Como memorialista, Radel nos legou Mamãe e eu no paraíso e 80 casos vividos, com que celebrou a passagem de oito décadas de vida.
A partida, drama em dois atos, é o produto de sua incursão no teatro.
O segundo volume do Dicionário Radel, em que disseca a morfologia, sintaxe, conjugação, concordância e regência de 14.501 verbos da língua portuguesa, é o épico trabalho a que tem dedicado substancial parcela do seu tempo.
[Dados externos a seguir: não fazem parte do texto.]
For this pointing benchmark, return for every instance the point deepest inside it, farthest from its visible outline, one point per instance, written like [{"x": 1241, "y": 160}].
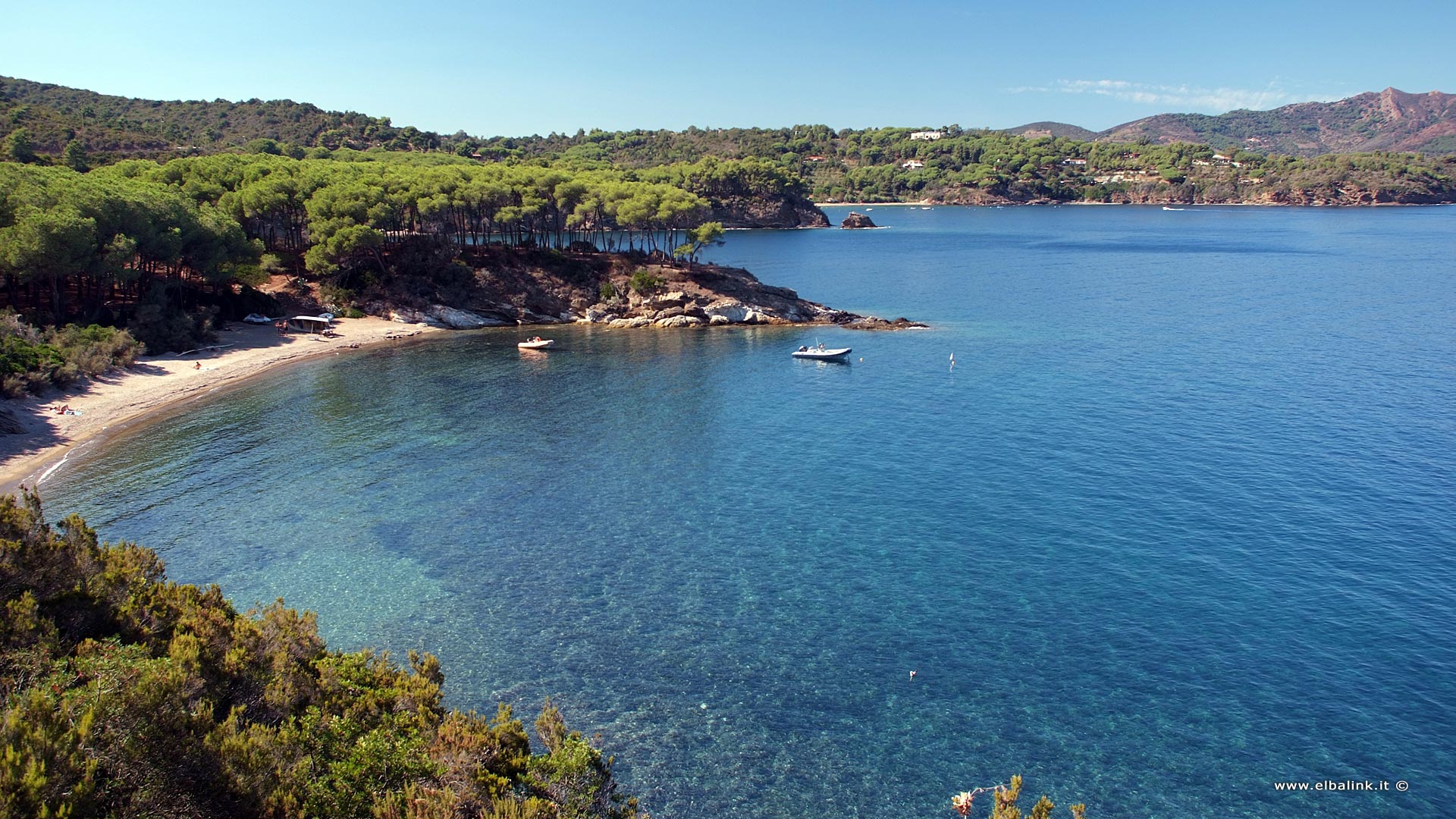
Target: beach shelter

O primeiro já veio a lume.
Em 2011, Radel surpreendeu o mundo literário com a publicação pela Assembleia Legislativa do romance A longa viagem, com avaliação crítica de João Cezar Piorobon e do médico e ficcionista Aramis Ribeiro Costa, presidente da Academia de Letras da Bahia, que concluiu sua avaliação, sustentando que se trata de “um romance denso e surpreendente, na forma e no conteúdo, que acaba levando o leitor, de fato, a uma longa viagem no plano de uma boa literatura”.
É fácil explicar porque um grupo de acadêmicos vai apresentar o seu nome para ocupar, na Academia de Letras da Bahia, a cadeira vaga com a morte recente do renomado escritor James Amado.